Órgãos competentes devidamente vigilantes nunca permitiriam que as acácias (ou mimosas, como lhes chamam os populares) houvessem roubado, ao longo dos anos, cada vez mais espaço às espécies autócnes. O que não dariam tantos dos países mediterrânios para tal concentração de pinheiro manso, e, poder assim, voltar a ter uma floresta mediterrânia digna de tal epíteto. Nós, pelos vistos, nada daríamos. Mas há quem dê a mais. Local de arribação de veraneantes, calha bem vir à Margem Sul abandonar o cão que se tornou, entretanto, grande demais e incomodará nas férias que se avizinham. Hoje há, na Paisagem Protegida da Arriba Fóssil da Costa de Caparica, pelos menos, três matinhas de cães domésticos que, por via do infortúnio, se tornaram selvagens, agressivos.

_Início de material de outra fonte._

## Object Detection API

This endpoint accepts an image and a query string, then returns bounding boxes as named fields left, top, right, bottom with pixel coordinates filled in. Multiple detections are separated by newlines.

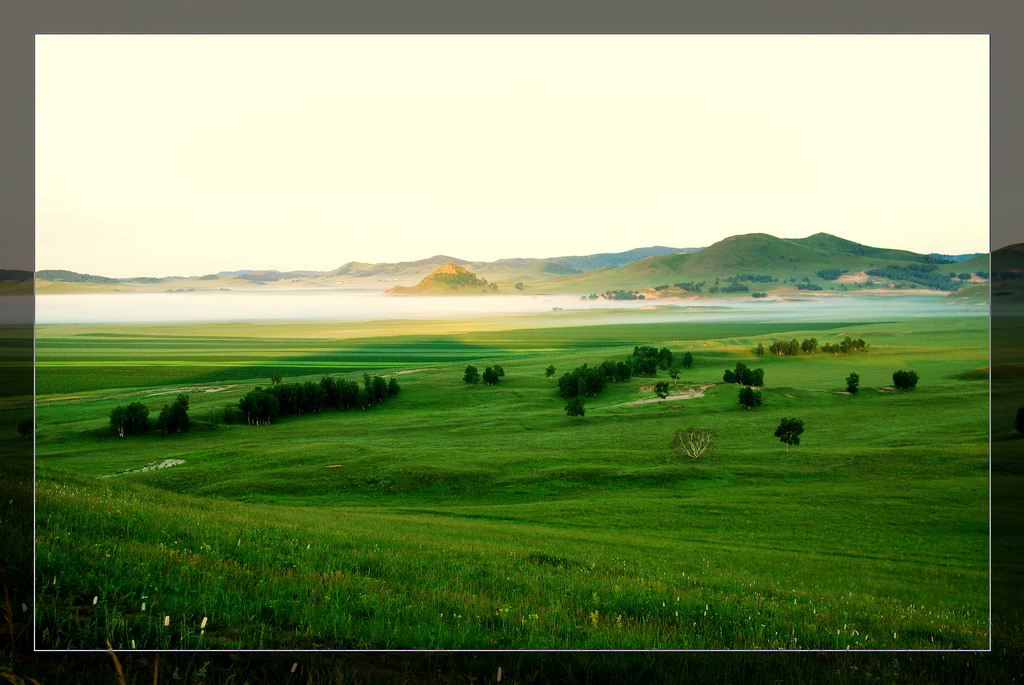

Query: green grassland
left=37, top=310, right=989, bottom=650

Claro que os mesmos não representam perigo para quem passa, de moto4, a toda a brida, abrindo novos caminhos a cada semana. As famílias, porém, que caminham a pé, respeitando ciclos, fauna e flora, têm o que recear. É, no mínimo, irónico. Ou não, tendo em conta a incúria. A mesma que faz com que seja cada vez mais difícil avistar raposas, furões, texugos, ouriços, lontras, répteis, águias, mochos, falcões peneireiros, garças cinzentas, patos reais, corvos marinhos, corujas das torres, guarda rios. As gralhas, essas, são bem visíveis e audíveis durante todo o dia. E, consta, são as maiores da Península Ibérica. Será por terem, à sua disposição, tanta variedade disponibilizada pelas inúmeras "macumbas" ao longo do pinhal? Até já um bode sacrificado se encontrou, rodeado de fruta e flores, por deus (iemanjá, caipora, saci ou o que seja).
Tudo isto acontece porque há uma espécie de dolência (para não lhe chamar completa inacção) que não nos permite falar dos tais países do dito Terceiro Mundo sem nos olharmos ao espelho. Até nesses lugares, alguém fez alguma coisa quanto à caça furtiva.

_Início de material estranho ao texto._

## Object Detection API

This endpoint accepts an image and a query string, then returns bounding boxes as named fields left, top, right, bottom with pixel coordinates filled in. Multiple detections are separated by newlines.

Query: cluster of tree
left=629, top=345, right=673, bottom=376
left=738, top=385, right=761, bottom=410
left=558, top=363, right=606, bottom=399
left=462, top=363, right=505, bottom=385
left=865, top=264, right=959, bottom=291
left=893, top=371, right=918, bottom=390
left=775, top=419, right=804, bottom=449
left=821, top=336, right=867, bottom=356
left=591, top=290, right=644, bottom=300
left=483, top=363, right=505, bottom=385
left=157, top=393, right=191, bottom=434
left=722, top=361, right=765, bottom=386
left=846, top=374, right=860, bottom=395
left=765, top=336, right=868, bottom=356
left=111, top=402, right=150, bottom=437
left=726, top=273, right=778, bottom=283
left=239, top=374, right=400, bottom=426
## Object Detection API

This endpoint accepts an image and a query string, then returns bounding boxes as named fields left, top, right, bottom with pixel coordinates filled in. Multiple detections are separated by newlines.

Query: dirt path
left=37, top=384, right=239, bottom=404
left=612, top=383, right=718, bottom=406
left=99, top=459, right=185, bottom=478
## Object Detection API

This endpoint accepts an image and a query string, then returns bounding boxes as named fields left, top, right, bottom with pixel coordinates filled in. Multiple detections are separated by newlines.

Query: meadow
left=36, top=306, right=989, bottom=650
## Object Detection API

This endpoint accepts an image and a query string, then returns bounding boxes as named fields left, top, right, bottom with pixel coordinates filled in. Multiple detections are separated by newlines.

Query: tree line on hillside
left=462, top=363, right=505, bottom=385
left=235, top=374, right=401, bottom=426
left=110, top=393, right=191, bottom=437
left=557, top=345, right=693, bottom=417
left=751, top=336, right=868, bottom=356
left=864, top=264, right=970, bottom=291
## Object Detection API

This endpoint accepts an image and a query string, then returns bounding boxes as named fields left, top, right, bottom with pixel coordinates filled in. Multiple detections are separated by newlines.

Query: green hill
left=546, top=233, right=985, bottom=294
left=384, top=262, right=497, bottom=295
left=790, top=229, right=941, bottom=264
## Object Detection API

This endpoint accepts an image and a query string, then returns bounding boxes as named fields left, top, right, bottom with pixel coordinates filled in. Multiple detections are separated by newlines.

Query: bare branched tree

Aqui? Afixam-se cartazes como "Pinte o seu prédio. Evite as penalizações", não vá o veraneante ficar horrorizado com a cor deslavada dos prédios. Uma das manchas florestais mais ricas de Portugal? O que é que isso interessa?


Ass:Um cidadão preocupado e, como tal, de identidade omissa, sabendo muito bem para que se mexem as autoridades.